DETAILED ACTION
Notice of Pre-AIA  or AIA  Status
The present application, filed on or after March 16, 2013, is being examined under the first inventor to file provisions of the AIA .
Claim Objections
Claims 21, 31, and 38, are objected to because of the following informalities:  
As per Claim 21 (and similarly claims 31 and 38): Line 8 of claim 21 recites “a a” (i.e. one “a” should be deleted).
Appropriate correction is required.

Claim Rejections - 35 USC § 112
The following is a quotation of the first paragraph of 35 U.S.C. 112(a):
(a) IN GENERAL.—The specification shall contain a written description of the invention, and of the manner and process of making and using it, in such full, clear, concise, and exact terms as to enable any person skilled in the art to which it pertains, or with which it is most nearly connected, to make and use the same, and shall set forth the best mode contemplated by the inventor or joint inventor of carrying out the invention.

The following is a quotation of the first paragraph of pre-AIA  35 U.S.C. 112:
The specification shall contain a written description of the invention, and of the manner and process of making and using it, in such full, clear, concise, and exact terms as to enable any person skilled in the art to which it pertains, or with which it is most nearly connected, to make and use the same, and shall set forth the best mode contemplated by the inventor of carrying out his invention.

Claims 22-23, 32-33, and 39 rejected under 35 U.S.C. 112(a) or 35 U.S.C. 112 (pre-AIA ), first paragraph, as failing to comply with the written description requirement. The claim(s) contains subject matter which was not described in the specification in such a way as to reasonably convey to one skilled in the relevant art that the inventor or a joint inventor, or for applications subject to pre-AIA  35 U.S.C. 112, the inventor(s), at the time the application was filed, had possession of the claimed invention. 
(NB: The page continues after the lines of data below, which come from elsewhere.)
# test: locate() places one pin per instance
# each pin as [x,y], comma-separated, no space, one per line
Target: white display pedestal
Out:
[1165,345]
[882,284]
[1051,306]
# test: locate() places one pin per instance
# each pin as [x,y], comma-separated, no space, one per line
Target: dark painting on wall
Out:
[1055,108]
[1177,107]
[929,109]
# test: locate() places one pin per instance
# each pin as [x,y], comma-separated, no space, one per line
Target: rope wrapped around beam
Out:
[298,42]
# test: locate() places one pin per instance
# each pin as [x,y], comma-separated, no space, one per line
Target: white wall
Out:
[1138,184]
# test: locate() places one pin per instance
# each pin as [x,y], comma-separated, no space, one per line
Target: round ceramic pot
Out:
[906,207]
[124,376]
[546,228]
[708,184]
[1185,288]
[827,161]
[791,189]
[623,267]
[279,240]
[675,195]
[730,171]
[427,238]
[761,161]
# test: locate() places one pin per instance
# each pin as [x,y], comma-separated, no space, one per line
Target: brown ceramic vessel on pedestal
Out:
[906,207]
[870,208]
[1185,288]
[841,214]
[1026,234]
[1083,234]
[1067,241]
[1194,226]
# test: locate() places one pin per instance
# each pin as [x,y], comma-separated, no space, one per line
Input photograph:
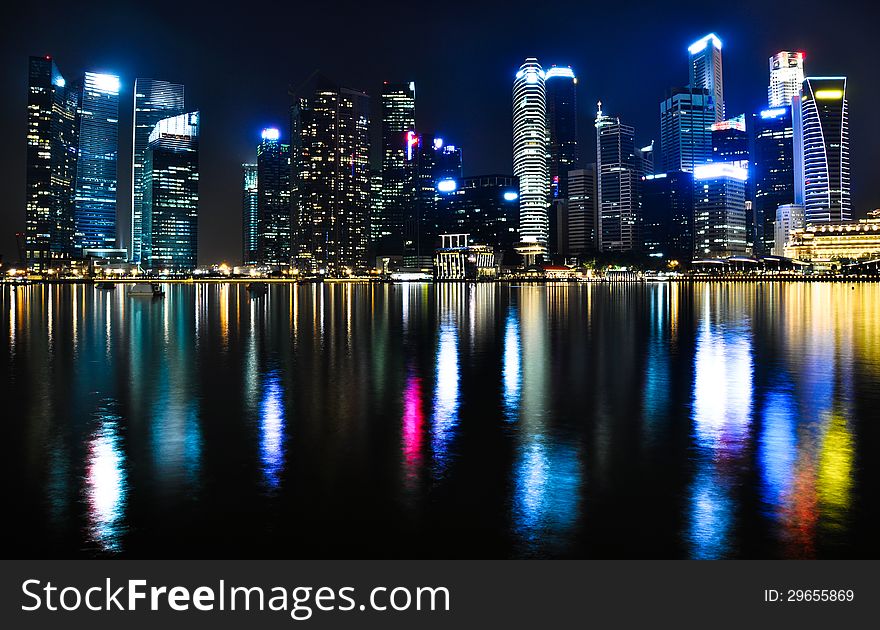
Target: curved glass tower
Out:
[530,152]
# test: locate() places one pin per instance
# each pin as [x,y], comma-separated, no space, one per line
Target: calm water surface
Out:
[673,421]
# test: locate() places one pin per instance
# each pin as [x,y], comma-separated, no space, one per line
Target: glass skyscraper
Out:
[171,194]
[51,166]
[249,213]
[96,165]
[154,100]
[531,162]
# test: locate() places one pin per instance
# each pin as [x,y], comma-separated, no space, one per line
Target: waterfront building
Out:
[530,155]
[171,194]
[822,138]
[50,167]
[154,100]
[332,217]
[786,78]
[720,210]
[250,214]
[96,164]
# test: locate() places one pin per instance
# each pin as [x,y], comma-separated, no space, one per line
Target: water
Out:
[732,420]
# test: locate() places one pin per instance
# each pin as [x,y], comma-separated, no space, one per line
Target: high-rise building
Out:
[250,214]
[668,214]
[51,167]
[486,207]
[580,236]
[620,167]
[786,78]
[705,71]
[399,147]
[772,171]
[720,210]
[332,218]
[96,164]
[273,200]
[824,144]
[171,194]
[686,115]
[154,100]
[530,152]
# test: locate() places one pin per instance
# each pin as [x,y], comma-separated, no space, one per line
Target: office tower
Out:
[705,67]
[171,194]
[399,144]
[96,164]
[273,200]
[789,216]
[486,207]
[620,167]
[686,115]
[579,237]
[530,152]
[720,210]
[823,140]
[786,78]
[333,215]
[154,100]
[668,214]
[561,93]
[772,171]
[250,214]
[51,167]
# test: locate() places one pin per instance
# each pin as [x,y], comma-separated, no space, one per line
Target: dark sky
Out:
[237,61]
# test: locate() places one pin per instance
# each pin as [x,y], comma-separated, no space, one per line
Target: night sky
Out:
[238,61]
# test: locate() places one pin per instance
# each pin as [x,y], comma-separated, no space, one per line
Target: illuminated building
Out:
[50,167]
[772,171]
[530,153]
[686,115]
[668,214]
[720,210]
[486,207]
[273,199]
[399,145]
[153,101]
[96,165]
[580,236]
[332,217]
[705,71]
[620,167]
[789,217]
[822,136]
[786,78]
[171,194]
[826,243]
[250,213]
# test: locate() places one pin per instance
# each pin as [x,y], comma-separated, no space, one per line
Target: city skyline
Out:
[486,151]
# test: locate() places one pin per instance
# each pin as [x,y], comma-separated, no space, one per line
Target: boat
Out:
[152,289]
[257,289]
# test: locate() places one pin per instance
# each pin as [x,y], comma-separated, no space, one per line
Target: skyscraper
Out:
[51,166]
[171,194]
[530,152]
[786,78]
[705,71]
[273,200]
[620,167]
[399,145]
[96,165]
[332,215]
[250,214]
[154,100]
[686,116]
[824,143]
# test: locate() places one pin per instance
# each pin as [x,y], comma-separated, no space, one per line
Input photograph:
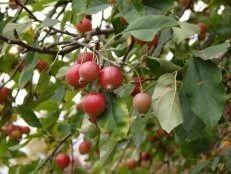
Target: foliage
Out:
[184,68]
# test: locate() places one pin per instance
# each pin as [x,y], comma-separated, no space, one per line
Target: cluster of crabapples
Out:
[86,70]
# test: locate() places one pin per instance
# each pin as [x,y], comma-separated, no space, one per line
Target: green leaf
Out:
[186,30]
[43,82]
[78,7]
[161,66]
[166,104]
[96,6]
[192,125]
[62,72]
[131,9]
[27,73]
[3,146]
[216,51]
[165,36]
[115,118]
[203,88]
[107,147]
[50,106]
[199,167]
[145,28]
[29,116]
[59,94]
[1,21]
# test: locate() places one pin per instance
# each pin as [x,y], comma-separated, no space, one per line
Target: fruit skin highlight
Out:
[72,76]
[94,104]
[84,25]
[42,65]
[131,164]
[110,78]
[84,57]
[142,102]
[89,71]
[84,147]
[62,160]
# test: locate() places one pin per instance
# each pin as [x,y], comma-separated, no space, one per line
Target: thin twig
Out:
[128,51]
[50,157]
[13,74]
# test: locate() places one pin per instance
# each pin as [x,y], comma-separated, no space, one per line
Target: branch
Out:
[13,74]
[96,52]
[28,11]
[47,50]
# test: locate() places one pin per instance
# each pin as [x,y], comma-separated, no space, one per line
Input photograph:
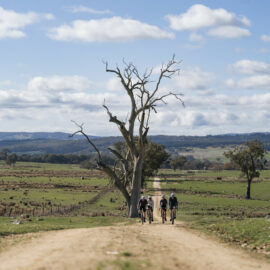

As per Claim 22 (and similarly claim 32):
The original Specification (i.e. the original Specification of Parent Application 15/974,118, hereafter original Specification, where this application is a continuation and not a continuation-in-part) does not have written description for “generating, using a switch, the set of attention weights between the first distribution over the plurality of words from the vocabulary and the second distribution over the context-based words”.
	In claim 1 of the parent application, a weighting is generated (see 3rd to last limitation) but the weighting is not necessarily the set of attention weights.

As per Claim 23 (and similarly claims 33 and 39)
The original Specification does not have written description for “generating, using a switch, a composite distribution based on the set of attention weights”.
	In claim 1 of the parent application, the composite distribution is based on the weighting, which is not necessarily the set of attention weights.

The following is a quotation of 35 U.S.C. 112(b):
(b)  CONCLUSION.—The specification shall conclude with one or more claims particularly pointing out and distinctly claiming the subject matter which the inventor or a joint inventor regards as the invention.


The following is a quotation of 35 U.S.C. 112 (pre-AIA ), second paragraph:
The specification shall conclude with one or more claims particularly pointing out and distinctly claiming the subject matter which the applicant regards as his invention.


Claims 21-40 are rejected under 35 U.S.C. 112(b) or 35 U.S.C. 112 (pre-AIA ), second paragraph, as being indefinite for failing to particularly point out and distinctly claim the subject matter which the inventor or a joint inventor (or for applications subject to pre-AIA  35 U.S.C. 112, the applicant), regards as the invention.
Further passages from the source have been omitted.